Named for the adage, “You can get more bees with honey than with vinegar,” Yahoo! and Microsoft both adopted the Honey Approach by promoting the desirability of their content as a key reason to peer with them.
As one of the largest portals in the world, Yahoo! described the thousands of live webcast events, the hundreds of thousands of concurrent streams of content delivered, the gigabits-per-second of raw traffic flows, etc. as reasons why an ISP should want to receive that traffic over a peering relationship instead of through its transit relationship. Microsoft promotes its portals and the massive volume of traffic that can be delivered for free over peering sessions that would otherwise be delivered through transit providers at a substantial cost. Microsoft would deliver the content in-country for free or via expensive transit services from somewhere overseas. Since many ISPs see their network performance as a key differentiator, Yahoo! leverages this performance lure well (Figure 11-31).

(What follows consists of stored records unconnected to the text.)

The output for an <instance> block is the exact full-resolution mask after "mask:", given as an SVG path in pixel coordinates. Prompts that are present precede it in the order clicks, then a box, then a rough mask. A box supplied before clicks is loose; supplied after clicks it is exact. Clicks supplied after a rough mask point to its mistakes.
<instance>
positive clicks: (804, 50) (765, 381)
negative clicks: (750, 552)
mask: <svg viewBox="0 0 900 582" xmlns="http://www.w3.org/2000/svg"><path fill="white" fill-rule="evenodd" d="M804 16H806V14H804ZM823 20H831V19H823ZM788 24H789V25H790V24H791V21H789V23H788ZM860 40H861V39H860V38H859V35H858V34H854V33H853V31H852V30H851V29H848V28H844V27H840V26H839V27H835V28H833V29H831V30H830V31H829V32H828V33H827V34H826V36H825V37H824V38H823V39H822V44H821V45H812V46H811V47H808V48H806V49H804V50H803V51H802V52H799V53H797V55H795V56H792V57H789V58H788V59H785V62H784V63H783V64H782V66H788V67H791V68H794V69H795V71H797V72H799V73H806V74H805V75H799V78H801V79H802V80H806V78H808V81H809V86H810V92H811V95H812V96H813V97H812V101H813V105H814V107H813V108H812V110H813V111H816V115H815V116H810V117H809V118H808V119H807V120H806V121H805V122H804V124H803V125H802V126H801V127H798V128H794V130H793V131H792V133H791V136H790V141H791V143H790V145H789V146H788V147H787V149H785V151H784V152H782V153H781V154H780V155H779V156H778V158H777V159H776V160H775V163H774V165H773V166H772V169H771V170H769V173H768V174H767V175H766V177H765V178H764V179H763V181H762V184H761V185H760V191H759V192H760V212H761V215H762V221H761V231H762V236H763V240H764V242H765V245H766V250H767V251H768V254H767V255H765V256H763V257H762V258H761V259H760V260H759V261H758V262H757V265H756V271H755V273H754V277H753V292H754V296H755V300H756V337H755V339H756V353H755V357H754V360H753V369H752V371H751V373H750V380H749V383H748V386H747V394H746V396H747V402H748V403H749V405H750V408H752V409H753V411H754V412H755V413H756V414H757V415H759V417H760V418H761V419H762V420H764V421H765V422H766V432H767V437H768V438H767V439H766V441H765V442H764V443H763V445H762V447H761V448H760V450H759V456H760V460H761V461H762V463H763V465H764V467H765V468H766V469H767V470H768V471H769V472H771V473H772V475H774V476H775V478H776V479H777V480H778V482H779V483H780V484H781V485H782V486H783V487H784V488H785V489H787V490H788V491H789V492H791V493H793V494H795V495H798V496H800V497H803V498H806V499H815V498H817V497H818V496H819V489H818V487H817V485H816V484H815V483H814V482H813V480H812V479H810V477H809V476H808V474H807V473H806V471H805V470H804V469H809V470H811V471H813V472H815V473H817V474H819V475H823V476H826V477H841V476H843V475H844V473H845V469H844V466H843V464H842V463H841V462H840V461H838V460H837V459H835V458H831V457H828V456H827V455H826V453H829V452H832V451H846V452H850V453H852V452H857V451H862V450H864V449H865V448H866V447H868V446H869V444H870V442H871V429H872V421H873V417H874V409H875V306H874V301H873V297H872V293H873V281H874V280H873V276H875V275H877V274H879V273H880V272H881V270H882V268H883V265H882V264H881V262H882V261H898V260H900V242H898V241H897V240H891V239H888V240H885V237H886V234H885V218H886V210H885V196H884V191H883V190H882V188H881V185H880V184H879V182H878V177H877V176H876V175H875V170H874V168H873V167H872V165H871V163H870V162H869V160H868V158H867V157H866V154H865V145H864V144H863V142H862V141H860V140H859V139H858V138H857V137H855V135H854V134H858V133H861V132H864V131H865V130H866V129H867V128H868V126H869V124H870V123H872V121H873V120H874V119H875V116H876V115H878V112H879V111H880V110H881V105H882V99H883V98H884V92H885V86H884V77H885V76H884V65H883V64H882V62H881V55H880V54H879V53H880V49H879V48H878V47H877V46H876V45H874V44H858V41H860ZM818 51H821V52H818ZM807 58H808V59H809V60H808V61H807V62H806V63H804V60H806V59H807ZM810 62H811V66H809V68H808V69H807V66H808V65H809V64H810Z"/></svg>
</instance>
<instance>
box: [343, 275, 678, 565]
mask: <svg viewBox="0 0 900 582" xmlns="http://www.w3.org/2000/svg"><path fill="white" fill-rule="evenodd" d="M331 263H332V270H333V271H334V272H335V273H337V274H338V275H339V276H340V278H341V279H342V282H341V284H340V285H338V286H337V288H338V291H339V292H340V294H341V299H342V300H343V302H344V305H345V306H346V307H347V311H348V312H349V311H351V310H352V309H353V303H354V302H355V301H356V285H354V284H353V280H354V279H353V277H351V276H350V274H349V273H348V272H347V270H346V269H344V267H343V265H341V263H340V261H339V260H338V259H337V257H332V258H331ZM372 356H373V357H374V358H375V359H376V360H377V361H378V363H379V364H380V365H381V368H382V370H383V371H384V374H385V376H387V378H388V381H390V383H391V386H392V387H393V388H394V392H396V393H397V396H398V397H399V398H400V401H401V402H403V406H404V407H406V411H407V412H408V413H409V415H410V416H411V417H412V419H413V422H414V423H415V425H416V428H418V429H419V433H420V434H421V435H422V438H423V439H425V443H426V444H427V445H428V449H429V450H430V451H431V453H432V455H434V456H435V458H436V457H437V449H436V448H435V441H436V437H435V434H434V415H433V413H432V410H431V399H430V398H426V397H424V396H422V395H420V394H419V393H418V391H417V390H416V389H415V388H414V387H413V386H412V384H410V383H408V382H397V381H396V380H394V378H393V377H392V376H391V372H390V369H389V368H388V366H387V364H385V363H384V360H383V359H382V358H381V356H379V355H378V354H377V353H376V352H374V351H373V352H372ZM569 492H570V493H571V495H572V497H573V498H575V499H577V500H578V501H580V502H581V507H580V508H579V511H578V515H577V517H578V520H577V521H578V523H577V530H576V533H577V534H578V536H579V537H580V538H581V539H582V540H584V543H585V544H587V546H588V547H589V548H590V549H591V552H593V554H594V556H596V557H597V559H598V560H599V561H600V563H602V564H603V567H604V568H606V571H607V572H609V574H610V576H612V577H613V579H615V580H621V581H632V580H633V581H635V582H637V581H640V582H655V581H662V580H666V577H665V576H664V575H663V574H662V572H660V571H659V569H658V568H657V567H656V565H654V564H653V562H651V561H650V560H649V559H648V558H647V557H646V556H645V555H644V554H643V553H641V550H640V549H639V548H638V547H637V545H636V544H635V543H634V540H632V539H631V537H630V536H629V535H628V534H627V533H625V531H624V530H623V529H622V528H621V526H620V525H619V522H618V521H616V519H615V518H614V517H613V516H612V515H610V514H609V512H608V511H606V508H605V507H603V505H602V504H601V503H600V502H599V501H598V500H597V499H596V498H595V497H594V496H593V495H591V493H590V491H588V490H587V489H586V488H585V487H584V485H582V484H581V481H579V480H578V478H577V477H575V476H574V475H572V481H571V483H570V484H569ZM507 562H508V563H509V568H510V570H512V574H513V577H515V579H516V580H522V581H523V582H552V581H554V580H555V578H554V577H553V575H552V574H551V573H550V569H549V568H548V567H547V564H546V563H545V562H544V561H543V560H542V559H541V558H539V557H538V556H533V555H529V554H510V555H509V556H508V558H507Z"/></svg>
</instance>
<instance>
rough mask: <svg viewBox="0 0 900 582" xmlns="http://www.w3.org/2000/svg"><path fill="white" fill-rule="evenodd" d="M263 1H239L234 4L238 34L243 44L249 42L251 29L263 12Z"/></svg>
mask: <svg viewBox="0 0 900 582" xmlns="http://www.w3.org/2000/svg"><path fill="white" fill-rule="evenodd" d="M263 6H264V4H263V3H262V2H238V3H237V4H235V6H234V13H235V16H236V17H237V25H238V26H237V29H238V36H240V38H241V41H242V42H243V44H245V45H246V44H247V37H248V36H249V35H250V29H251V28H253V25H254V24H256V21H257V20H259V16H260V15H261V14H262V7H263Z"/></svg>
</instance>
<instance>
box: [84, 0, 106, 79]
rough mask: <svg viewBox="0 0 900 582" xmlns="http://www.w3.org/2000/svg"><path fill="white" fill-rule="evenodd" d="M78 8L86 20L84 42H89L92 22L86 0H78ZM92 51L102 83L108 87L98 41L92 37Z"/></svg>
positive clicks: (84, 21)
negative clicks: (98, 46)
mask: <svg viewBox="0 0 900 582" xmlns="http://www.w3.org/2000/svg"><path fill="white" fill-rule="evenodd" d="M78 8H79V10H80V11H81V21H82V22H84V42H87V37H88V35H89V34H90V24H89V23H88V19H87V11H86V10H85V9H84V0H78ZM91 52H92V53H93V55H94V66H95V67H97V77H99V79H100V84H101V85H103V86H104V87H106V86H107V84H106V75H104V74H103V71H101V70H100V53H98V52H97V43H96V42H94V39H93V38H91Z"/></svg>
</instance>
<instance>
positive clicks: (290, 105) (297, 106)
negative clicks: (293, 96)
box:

Figure 11-31. Sell peering with you.
This tactic is also demonstrated when Yahoo! and others stand up during “peering personals” and discuss why people should want to peer with them. Peering personals is a mainstay of the peering forums where peering coordinators stand up and introduce themselves and their company to the room. After this self-introduction the peers can put a face to a name and have their peering discussions.
Peering personals is a place to execute the Honey Approach tactic. You want to stand up and participate because it is far easier to have others approach you than to have to seek out others to start the peering discussions.